My own thoughts on the issue are somewhat muddled. I’ve considered torrenting books before, but I also understand why moralists argue that downloading books without paying for them is theft. At the same time, if one already owns the novel, is it theft to simply regain access to something you’ve already paid for?

What this boils down to is whether the purchasing of a novel grants one an access right to the underlying metaphysical object, the text, or to the physical implementation of it, the book you actually purchased. I concede that it would be nonsensical to argue that purchasing the e-book version of a novel gave you the right to steal an actual, physical hardcover. But this can be explained due to the fact that physical hardcover books cost something to create. An electronic copy of a text costs almost nothing (that almost is actually pretty important, but I am going to ignore for it for the moment) and thus, assuming you’ve purchased right to access the text, you’ve taken (almost) nothing from the author.

Under copyright law, making a copy of the text for backup purposes is almost certainly fair use and it’s possible that it’s fair use even if the copy is to allow you better access (although in that case, the fourth factor of fair use analysis, how the use affects potential markets, which is generally considered to be the most influential of the four factors, may way against fair use if there is significant evidence that people are likely to purchase both the e-reader version and the physical version).

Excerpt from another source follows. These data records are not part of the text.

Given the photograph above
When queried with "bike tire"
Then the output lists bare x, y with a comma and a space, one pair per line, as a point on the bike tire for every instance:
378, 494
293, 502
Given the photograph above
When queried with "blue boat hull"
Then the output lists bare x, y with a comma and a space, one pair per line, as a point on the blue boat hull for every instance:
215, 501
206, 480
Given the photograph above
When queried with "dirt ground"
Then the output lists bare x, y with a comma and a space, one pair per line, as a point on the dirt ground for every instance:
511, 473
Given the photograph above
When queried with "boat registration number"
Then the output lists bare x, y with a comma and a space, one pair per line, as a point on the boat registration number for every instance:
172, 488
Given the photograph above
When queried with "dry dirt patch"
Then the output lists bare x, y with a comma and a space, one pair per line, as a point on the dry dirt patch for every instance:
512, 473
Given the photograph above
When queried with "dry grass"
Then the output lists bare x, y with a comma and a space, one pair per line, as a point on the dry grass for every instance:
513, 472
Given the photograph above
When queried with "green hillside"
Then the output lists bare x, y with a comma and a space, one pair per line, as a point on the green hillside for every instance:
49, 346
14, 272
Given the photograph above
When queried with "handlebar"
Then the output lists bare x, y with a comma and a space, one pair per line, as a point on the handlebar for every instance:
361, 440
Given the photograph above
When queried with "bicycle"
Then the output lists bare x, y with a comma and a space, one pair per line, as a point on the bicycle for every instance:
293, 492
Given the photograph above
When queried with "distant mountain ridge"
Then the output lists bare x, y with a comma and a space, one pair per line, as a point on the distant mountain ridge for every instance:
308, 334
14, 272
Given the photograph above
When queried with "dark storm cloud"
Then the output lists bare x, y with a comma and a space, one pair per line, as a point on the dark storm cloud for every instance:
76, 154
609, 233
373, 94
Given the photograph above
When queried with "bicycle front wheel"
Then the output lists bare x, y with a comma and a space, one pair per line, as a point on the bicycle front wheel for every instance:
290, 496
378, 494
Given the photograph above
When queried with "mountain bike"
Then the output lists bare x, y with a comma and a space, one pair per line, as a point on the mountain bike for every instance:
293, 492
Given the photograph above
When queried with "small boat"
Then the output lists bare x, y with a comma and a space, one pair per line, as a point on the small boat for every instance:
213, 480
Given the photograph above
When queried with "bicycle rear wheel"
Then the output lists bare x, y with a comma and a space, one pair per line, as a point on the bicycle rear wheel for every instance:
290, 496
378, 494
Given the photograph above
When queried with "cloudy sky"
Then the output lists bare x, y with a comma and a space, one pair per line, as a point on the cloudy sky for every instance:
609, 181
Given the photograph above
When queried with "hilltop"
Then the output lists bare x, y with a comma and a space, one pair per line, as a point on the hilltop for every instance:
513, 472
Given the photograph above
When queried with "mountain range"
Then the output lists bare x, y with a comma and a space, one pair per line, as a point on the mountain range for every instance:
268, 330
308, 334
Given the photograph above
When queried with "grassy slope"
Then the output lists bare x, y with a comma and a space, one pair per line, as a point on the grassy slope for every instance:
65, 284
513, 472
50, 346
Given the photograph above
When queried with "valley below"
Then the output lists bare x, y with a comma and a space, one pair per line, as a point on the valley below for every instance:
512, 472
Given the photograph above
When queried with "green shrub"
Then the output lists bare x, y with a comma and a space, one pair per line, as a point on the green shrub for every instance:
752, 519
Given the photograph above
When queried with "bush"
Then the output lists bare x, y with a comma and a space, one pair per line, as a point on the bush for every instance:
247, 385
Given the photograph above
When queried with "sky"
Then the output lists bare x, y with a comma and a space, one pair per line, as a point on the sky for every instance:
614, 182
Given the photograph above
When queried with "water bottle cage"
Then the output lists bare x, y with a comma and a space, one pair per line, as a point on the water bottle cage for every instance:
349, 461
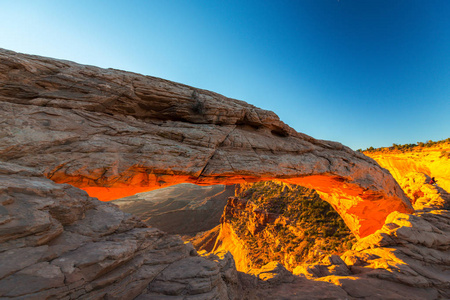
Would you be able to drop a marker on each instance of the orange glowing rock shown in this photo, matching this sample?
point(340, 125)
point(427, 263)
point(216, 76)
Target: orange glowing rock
point(115, 133)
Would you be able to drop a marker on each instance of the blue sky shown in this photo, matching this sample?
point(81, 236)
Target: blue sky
point(363, 73)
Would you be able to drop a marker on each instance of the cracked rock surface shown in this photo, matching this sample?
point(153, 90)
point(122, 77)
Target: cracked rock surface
point(115, 133)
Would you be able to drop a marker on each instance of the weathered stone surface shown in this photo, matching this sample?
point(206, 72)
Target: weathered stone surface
point(116, 133)
point(106, 129)
point(96, 251)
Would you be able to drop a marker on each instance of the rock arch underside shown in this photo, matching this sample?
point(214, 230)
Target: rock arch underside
point(114, 133)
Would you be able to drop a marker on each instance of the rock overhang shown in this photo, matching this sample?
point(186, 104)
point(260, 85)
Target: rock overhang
point(115, 133)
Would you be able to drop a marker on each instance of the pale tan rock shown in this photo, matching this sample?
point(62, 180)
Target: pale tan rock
point(97, 251)
point(116, 133)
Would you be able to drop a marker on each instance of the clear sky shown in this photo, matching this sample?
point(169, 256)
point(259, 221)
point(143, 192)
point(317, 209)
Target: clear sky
point(362, 72)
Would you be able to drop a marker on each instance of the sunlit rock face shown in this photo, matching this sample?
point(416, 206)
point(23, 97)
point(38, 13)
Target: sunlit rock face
point(115, 133)
point(432, 161)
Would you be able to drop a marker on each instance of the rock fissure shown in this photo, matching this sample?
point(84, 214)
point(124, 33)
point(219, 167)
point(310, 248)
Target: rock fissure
point(92, 244)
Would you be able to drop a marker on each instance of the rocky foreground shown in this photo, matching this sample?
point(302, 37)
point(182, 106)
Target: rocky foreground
point(115, 133)
point(100, 128)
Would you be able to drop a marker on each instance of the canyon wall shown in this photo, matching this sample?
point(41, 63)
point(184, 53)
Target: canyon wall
point(432, 161)
point(115, 133)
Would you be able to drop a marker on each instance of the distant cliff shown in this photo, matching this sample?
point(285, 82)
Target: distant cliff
point(432, 159)
point(184, 209)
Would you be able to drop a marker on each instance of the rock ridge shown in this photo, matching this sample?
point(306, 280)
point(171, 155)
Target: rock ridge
point(115, 133)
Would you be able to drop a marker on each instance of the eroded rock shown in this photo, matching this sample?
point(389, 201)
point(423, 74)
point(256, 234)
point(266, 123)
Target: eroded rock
point(115, 133)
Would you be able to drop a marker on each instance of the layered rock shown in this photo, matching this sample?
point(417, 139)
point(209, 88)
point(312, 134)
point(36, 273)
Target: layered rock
point(115, 133)
point(57, 242)
point(273, 221)
point(184, 209)
point(433, 161)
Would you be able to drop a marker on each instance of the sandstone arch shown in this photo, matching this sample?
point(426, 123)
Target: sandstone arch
point(115, 133)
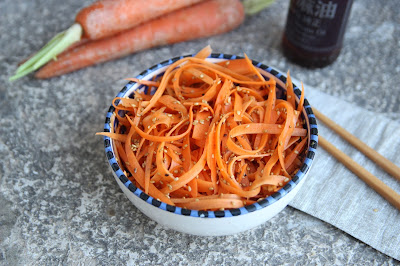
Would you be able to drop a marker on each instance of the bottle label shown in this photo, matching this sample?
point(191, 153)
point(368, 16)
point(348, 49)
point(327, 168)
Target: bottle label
point(317, 25)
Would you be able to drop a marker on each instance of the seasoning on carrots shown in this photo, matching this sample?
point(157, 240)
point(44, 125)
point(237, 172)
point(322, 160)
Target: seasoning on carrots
point(210, 138)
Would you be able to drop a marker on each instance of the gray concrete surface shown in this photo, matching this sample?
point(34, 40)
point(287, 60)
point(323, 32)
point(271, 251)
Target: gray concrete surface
point(59, 202)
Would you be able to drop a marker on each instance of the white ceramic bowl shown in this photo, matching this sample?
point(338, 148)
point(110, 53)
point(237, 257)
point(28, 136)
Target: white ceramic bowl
point(212, 223)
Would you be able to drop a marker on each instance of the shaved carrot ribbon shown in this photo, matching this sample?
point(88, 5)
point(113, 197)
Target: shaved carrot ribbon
point(213, 136)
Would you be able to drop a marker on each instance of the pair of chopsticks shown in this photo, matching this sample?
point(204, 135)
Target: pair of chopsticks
point(375, 183)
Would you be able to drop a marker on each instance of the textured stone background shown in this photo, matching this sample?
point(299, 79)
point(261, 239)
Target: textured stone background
point(59, 202)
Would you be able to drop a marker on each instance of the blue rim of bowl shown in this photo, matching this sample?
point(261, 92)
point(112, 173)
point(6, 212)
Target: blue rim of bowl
point(313, 143)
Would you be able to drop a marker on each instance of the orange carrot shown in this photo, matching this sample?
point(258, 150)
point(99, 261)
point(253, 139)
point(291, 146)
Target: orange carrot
point(105, 18)
point(224, 152)
point(197, 21)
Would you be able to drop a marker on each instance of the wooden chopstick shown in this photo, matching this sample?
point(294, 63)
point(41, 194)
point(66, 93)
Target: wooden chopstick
point(384, 163)
point(375, 183)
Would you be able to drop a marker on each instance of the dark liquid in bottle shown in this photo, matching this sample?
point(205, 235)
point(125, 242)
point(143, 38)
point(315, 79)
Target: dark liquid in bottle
point(314, 31)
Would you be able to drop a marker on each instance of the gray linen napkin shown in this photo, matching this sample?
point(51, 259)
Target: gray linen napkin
point(335, 195)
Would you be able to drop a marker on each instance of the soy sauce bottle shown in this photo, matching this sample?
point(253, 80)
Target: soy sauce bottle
point(314, 31)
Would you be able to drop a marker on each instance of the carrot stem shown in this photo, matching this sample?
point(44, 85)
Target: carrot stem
point(54, 47)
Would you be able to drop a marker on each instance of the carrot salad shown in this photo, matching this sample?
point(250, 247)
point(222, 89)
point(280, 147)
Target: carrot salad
point(213, 136)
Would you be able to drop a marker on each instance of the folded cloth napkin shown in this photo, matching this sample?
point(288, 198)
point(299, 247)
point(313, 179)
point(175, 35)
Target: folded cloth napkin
point(334, 194)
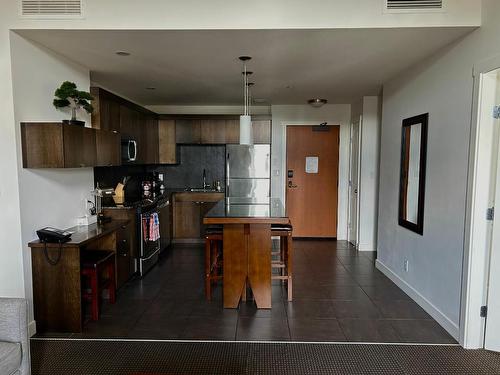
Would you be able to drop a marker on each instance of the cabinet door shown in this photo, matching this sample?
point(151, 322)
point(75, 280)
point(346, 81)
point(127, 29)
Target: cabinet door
point(187, 220)
point(164, 217)
point(79, 146)
point(151, 142)
point(232, 131)
point(188, 131)
point(106, 115)
point(127, 121)
point(108, 148)
point(261, 132)
point(167, 146)
point(213, 131)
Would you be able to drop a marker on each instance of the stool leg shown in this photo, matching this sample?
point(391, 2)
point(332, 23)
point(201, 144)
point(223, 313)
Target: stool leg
point(289, 265)
point(112, 282)
point(94, 285)
point(208, 264)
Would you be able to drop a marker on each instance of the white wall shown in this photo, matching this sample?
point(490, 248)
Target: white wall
point(48, 197)
point(333, 114)
point(441, 86)
point(369, 172)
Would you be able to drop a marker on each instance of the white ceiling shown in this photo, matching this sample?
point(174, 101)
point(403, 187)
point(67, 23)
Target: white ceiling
point(290, 66)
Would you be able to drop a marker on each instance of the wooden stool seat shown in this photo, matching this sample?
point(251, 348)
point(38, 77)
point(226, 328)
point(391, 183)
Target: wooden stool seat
point(93, 264)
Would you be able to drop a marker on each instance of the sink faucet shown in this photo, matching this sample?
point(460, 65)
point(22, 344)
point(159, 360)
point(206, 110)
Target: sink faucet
point(205, 185)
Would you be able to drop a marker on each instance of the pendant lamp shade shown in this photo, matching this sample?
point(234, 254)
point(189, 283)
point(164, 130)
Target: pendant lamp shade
point(246, 137)
point(246, 130)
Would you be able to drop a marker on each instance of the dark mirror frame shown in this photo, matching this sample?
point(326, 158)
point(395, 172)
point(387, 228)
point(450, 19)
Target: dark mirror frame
point(419, 226)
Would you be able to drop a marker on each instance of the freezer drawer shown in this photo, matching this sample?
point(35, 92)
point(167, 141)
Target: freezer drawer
point(248, 161)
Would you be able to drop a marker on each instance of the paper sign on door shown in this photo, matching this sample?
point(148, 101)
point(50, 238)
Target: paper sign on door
point(312, 164)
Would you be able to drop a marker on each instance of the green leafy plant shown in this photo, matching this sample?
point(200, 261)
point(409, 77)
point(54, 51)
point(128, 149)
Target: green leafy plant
point(69, 96)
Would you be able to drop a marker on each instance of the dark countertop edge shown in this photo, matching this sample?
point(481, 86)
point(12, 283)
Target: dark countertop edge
point(100, 231)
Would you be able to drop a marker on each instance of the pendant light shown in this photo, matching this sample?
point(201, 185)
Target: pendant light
point(246, 136)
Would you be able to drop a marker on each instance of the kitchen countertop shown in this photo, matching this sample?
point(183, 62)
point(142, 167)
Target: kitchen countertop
point(227, 213)
point(82, 234)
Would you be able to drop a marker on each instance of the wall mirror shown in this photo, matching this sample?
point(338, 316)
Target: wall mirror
point(412, 175)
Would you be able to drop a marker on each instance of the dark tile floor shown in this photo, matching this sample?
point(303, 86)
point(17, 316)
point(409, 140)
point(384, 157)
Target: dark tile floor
point(339, 295)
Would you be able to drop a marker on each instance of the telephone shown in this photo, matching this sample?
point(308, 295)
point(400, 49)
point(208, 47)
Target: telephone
point(49, 234)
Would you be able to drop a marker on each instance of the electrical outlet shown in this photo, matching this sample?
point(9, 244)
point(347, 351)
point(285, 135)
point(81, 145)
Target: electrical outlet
point(406, 265)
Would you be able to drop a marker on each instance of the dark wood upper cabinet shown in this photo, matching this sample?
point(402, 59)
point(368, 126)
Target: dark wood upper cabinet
point(151, 140)
point(106, 115)
point(188, 131)
point(108, 147)
point(213, 131)
point(167, 146)
point(56, 145)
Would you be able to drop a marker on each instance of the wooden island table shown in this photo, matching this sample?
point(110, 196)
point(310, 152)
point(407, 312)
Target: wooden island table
point(247, 248)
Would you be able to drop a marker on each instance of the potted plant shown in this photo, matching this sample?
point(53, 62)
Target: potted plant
point(69, 96)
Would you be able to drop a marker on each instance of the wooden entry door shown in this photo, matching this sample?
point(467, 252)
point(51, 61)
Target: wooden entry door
point(312, 180)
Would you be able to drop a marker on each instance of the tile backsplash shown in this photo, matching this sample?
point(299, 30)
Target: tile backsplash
point(187, 173)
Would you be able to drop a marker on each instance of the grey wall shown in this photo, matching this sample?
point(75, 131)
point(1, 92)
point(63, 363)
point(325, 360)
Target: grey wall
point(442, 86)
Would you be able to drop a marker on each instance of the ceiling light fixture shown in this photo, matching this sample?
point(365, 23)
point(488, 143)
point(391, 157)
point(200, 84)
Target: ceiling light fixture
point(246, 136)
point(316, 102)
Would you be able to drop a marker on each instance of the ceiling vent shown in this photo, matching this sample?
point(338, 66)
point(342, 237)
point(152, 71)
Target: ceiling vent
point(414, 4)
point(51, 8)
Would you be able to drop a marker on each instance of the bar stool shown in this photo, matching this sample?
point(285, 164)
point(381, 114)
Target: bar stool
point(284, 255)
point(94, 263)
point(213, 257)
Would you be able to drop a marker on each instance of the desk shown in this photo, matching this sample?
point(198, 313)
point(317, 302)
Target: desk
point(57, 294)
point(247, 248)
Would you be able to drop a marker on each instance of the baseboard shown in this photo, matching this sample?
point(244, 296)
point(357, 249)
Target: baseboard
point(432, 310)
point(365, 247)
point(32, 328)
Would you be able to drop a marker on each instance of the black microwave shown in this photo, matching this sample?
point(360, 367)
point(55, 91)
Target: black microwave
point(129, 150)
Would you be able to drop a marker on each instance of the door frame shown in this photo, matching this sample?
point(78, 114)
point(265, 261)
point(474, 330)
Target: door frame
point(476, 254)
point(356, 242)
point(343, 173)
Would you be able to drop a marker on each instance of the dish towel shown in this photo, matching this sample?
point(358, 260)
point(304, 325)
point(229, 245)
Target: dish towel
point(154, 227)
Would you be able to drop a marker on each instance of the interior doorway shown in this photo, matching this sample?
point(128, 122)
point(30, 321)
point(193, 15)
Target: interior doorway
point(354, 156)
point(482, 257)
point(312, 159)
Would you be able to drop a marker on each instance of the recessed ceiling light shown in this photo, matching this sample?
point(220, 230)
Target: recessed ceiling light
point(317, 102)
point(259, 100)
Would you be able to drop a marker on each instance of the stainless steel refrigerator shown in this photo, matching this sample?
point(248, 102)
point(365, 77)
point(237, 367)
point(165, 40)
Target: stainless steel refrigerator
point(248, 179)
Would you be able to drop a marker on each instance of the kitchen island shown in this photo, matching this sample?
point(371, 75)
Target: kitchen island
point(247, 248)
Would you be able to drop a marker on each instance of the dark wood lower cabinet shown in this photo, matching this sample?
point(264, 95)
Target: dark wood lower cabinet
point(189, 210)
point(126, 243)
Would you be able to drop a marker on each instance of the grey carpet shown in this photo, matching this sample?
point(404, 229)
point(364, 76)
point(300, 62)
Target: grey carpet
point(118, 357)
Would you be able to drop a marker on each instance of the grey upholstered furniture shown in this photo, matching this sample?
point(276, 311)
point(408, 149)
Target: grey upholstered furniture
point(14, 347)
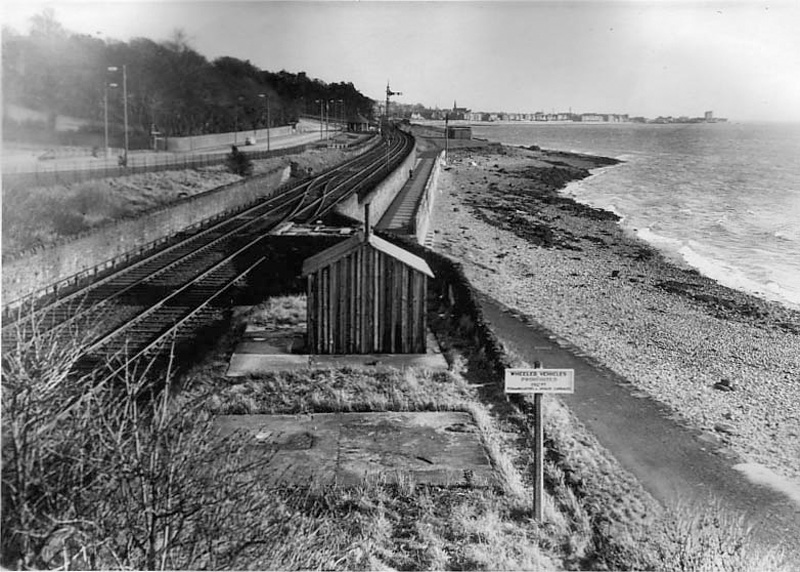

While law might recognize a difference between actually making the copy and downloading an identical copy, I do not see a particularly strong philosophical difference between them. Although it is true that a person who makes the copy and then disseminates it is violating copyright, someone who makes software or hardware that allows one to perform this act probably isn’t violating the law (unless one reads the DMCA incredibly strictly). We can draw this distinction out until the actual cost to the book owner is so negligible as to be even with the cost of downloading the book, thus rendering the distinction moot.

Although it may be legal (and this is an assumption), the question still remains whether it is moral (I don’t hold to the belief that either legality or morality are subsets of one another). Considering that a book owner has already paid for the right to access the work, there is a countervailing moral interest in preventing people from being charged twice for the same item. We don’t require consumers to pay every time they play a particular piece of music (for that matter, am I pirating music by listening to it online? what if that online access is so ubiquitous - such as youtube - that for all intents and purposes I own the song?), nor do we think that people are thieves when they copy their own music from a CD onto a computer or on to a mix tape. Change of format is usually not seen as thievery as it takes something one possesses and changes it into something else possessed by that person.

What this ramble has been trying to reach is the idea that ownership is a peculiar thing, more often defined by legal rather than moral terms. I own a book, but what that ownership implies vis a vis the text of that book is not simple, it’s incredibly complex, partly due to legal issues and partly due to moral issues. If I choose to back up my books in an electronic format, I don’t feel that I’ve committed a crime. And if I were to choose to obtain those backups via torrents, arguing that I am the same as a person who never purchased the book seems suspect. I am not implying that people who do this are white knights, only that they are not necessarily black hats.